Although Tom employs only hand tools in his carving, the craftsman admits his liking for the power tools so evident everywhere—a 6" jointer, a 20" planer, a 10" Powermatic tablesaw, a 20" bandsaw, a 20" drill press, a few scrollsaws, and a shaper. "They represent accuracy and speed," he says. And they allow him to spend more time with the knife and carving gouge.
But like many woodworkers, Tom knows that he has too many tools. "All I need for carving is about a dozen tools," he admits. "In fact, I start off my students with the Golding Carving Tool Set." Here's what's in it:
"I've got my own system to develop a different grind on the gouges for use in hard and soft woods," Tom continues. "I sharpen all my gouges by buffing. I put a hard-cloth buffing wheel on my grinder and use a polishing compound that is intended for use on stainless steel (SCR made by DICO).

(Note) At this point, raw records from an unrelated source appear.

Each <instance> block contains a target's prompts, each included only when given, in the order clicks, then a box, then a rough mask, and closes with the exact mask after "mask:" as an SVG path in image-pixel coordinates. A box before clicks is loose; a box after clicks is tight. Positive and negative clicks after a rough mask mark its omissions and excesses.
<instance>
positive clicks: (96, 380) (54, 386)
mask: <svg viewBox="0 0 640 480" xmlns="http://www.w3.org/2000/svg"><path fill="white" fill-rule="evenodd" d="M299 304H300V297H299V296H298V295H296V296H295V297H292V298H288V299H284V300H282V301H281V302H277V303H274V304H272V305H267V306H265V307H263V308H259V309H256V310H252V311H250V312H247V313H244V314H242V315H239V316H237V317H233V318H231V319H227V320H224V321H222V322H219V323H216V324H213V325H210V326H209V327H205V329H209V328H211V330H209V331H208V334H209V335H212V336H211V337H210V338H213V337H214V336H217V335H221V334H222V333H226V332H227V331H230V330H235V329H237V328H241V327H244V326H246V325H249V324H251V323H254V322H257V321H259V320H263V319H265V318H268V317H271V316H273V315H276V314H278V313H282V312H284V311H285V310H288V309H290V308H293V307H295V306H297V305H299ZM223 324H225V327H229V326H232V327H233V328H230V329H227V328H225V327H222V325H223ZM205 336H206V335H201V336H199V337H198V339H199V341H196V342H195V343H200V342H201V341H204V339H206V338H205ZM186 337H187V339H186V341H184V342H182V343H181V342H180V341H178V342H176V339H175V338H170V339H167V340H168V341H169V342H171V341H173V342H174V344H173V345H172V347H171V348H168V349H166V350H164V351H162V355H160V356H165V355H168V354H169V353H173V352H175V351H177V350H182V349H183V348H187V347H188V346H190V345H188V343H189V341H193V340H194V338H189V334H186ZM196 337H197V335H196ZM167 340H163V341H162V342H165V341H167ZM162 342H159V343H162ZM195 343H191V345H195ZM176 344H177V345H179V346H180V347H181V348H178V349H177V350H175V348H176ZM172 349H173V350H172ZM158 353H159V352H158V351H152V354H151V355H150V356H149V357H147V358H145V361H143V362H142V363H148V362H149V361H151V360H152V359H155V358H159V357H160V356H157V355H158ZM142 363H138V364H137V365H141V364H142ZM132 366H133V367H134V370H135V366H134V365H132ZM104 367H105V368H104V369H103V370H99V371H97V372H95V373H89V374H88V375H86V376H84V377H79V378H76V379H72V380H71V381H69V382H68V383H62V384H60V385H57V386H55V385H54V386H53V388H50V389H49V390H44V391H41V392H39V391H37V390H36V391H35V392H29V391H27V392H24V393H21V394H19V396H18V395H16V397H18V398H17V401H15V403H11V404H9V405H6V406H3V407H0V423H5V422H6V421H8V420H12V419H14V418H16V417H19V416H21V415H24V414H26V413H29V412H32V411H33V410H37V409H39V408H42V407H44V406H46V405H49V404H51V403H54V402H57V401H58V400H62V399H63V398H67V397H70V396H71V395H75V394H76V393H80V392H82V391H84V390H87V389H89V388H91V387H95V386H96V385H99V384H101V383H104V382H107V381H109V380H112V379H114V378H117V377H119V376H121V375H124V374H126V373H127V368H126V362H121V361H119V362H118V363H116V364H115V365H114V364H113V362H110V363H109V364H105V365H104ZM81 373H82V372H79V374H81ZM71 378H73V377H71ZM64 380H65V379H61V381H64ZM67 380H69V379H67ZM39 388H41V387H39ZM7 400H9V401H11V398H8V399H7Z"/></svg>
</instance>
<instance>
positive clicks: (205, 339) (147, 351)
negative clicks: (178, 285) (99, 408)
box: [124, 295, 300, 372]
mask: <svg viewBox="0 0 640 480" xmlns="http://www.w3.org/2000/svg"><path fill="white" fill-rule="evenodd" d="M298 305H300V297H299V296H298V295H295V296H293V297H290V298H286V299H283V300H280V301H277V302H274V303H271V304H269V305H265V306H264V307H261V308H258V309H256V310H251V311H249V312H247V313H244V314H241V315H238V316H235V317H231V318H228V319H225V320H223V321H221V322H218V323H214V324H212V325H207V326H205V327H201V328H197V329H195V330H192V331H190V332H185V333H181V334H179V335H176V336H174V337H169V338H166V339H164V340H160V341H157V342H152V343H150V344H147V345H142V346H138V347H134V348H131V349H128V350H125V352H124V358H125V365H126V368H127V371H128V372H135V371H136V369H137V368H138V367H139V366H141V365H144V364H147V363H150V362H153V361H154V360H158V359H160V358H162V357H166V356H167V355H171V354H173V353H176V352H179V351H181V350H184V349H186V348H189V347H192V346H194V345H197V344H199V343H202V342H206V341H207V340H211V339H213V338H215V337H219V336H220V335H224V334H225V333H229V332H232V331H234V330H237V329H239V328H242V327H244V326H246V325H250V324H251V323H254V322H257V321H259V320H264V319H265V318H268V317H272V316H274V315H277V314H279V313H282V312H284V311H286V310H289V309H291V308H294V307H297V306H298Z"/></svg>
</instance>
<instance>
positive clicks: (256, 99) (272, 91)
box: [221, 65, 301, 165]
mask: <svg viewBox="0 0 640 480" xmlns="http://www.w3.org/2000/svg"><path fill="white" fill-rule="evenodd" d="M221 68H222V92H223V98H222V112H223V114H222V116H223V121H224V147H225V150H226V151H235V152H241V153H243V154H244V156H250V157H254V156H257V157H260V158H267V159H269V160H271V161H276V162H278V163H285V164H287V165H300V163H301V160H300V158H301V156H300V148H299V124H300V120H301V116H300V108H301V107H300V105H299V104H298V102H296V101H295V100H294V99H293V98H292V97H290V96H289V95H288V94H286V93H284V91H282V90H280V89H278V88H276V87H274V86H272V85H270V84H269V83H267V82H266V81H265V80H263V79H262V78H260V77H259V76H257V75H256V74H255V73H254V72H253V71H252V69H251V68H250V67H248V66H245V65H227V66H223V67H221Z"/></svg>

It doesn't clog the buffing wheel as readily as would a more aggressive compound, such as emory. Because I carve mostly softer woods, such as basswood and butternut, I normally use a shallow bevel angle. But when I carve a harder wood, like cherry, the cutting edge dulls quickly unless I steepen the angle of the gouge bevel. And I do that with the buffing wheel. Believe me, I keep the buffing wheel real close when I work with the hardwoods!"
And it's that time-consuming handwork that he's mastered that drives him to new challenges. Now, with fervor, he passes on his love for carving through teaching.
Passing on a tradition honed to perfection
"I began a few years ago by teaching chip carving. Then, it was both woodworking and carving," Tom explains. "Those lessons evolved into my present five-day 'Carving Intensives,' which I limit to eight students per class and conduct four times per year."
A typical carving workshop consists of 11⁄2 days of formal training on high relief, low relief, and chip carving, followed by 31⁄2 days of concentration in one of those styles of particular interest to the student. With minimal instruction, Tom has the participants carving very quickly. "When people come, they're carving within the first 10 minutes," he comments. "I show everyone in the morning, "This is how you hold the knife. This is how you hold the chisel." Once they know how to use them, that's that. The rest of the time I'm showing them how to make their work look good."
Carving Intensives workshops currently cost $390, including materials and tools. To date, they've attracted students of all ages from as far away as Hawaii.
From all appearances, fate has been good to Tom. He lives in the picturesque Vermont countryside working at what he enjoys. The road there may have had some detours, but Tom won't hesitate to tell you that it has all been fun. "So far, I'd call it a fulfilling journey," he says, almost with a sigh. "Often, not knowing exactly what lies ahead means pleasant surprises."